Linguistic enlightenment

Thinkers consider language as the family tree of nations and the magician of creativity. National languages opened the door to creative thought in Europe. The fundamental theme of their development history is that universal consciousness, rooted in culture, was born with linguistic enlightenment.
The expansion of knowledge areas is also a product of brain enlightenment. After this development, the way was opened to humanity for universal arts that require creativity such as poetry, music and painting.
With the efforts to make the development of innovation even more new in every age, scientists, masters of language, sages and artists who changed the face of the world with colors and drawings were born on that path. The Renaissance was born with these breakthroughs.
PERCEPTIONJean-Jacques Rousseu explained to the scientific world in 1762 that the basis of development is based on "the acceptance of a human being by another human being as a feeling, thinking and similar being to himself" :
"The desire or need to communicate one's feelings and thoughts to another has made man seek ways to do this. These ways can only be derived from the senses, which are the only means by which one man can be on another. Here is the construction of sensible signs to express thought. The inventors of language reasoned in this way, but instinct inspired them with the conclusion."

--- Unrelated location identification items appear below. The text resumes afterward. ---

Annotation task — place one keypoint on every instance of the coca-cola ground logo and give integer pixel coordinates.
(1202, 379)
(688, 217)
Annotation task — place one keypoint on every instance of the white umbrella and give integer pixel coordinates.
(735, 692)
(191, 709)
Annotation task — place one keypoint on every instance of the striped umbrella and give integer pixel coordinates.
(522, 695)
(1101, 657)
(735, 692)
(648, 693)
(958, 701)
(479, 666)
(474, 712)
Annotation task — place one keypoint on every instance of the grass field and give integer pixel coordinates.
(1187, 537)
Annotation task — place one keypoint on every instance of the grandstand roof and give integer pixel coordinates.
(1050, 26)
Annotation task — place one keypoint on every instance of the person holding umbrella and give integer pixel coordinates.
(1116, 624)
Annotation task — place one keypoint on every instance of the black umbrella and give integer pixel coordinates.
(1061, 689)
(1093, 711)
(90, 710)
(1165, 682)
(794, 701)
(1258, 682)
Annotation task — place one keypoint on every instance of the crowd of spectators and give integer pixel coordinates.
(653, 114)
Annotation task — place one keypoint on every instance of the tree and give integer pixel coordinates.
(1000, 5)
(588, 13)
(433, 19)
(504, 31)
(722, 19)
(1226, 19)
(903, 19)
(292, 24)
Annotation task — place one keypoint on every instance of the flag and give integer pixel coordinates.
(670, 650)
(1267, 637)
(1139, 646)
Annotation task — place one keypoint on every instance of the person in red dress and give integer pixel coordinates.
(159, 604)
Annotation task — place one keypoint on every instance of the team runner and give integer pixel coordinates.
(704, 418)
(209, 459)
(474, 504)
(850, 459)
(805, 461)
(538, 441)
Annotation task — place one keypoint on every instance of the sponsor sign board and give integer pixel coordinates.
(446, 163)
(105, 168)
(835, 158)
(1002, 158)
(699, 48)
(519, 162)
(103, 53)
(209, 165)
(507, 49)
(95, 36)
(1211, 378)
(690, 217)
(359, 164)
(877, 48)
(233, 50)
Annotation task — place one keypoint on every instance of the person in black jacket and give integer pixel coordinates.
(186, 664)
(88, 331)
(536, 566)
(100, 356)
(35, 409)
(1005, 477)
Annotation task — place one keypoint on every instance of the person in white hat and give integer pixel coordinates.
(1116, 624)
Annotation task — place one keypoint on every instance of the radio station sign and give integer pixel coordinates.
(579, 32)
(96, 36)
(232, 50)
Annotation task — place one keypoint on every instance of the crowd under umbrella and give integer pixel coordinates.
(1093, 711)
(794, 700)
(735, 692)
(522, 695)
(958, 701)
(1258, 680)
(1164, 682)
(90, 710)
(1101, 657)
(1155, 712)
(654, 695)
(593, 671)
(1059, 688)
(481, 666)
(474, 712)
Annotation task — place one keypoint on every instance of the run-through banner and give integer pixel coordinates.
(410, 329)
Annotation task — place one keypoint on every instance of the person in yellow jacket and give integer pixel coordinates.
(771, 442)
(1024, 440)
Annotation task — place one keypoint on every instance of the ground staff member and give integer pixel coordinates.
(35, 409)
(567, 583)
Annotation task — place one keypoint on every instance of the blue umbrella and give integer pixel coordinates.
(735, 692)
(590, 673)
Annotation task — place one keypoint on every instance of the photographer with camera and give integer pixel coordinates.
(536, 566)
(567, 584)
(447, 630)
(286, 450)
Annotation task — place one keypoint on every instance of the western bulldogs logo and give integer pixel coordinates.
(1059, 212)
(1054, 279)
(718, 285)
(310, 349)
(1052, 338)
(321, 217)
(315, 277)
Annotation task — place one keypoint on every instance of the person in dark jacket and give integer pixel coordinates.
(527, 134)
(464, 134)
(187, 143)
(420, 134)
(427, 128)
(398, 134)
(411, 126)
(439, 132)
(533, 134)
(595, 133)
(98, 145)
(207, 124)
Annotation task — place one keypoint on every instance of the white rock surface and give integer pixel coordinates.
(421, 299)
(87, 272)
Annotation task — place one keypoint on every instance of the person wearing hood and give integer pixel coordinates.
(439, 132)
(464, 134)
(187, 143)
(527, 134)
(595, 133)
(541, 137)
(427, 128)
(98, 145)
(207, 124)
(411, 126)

NARRATIVE LANGUAGEYaşar Kemal considers language to be the universe of narrative art. According to him, the origin of the creation of a modern language lies in the labor of every nation:
“I have always considered language to be a magical power beyond dialogue, a force that cannot be defeated. For me, language is a great universe with infinite power. I believe that language will develop and renew, develop and beautify humanity and our universe, and that it will build and destroy universes.”
In another speech, he touches upon the aspect of language that requires creative effort:
“The land of Çukurova is my own country as well as a country I created for my novels. Just as I created the people, grass, insects, flowers, horses, and birds in my novels, and just as I reshaped the language of Çukurova and transformed it into a language for writing and novels, I also created my own Çukurova.”
PUTTING IT INTO ACTIONYaşar Kemal has put into action his thoughts with the subjects he addresses in his novels, his creative language, and data specific to us. He has told the story of the people of the region he lives in, who are alone with nature and fighting nail to nail with the soil, by combining fairy tales, sayings, and folk expressions.
He brought to life in our minds the peaks of the Taurus Mountains reaching into the sky, the fertile lands of Çukurova, the adobe-walled houses, the Anavarza Castle that time had turned into a pile of stones, with the striking descriptions of the language he created. It is seen that the words that make up his discourse were carefully chosen both when reflecting the moonlit nights and when describing the “bulletproof darkness” of those nights.
What makes him an architect of discourse in his novels? What language tradition did he feed on that made him become a magician of words when he expressed the blindness of ants, the holes of snakes, the wings of butterflies, and the mythical galloping of horses?
Yaşar Kemal not only fed from the national language, but also modernized the language of the Anatolian people, in contrast to the complex language called Ottoman.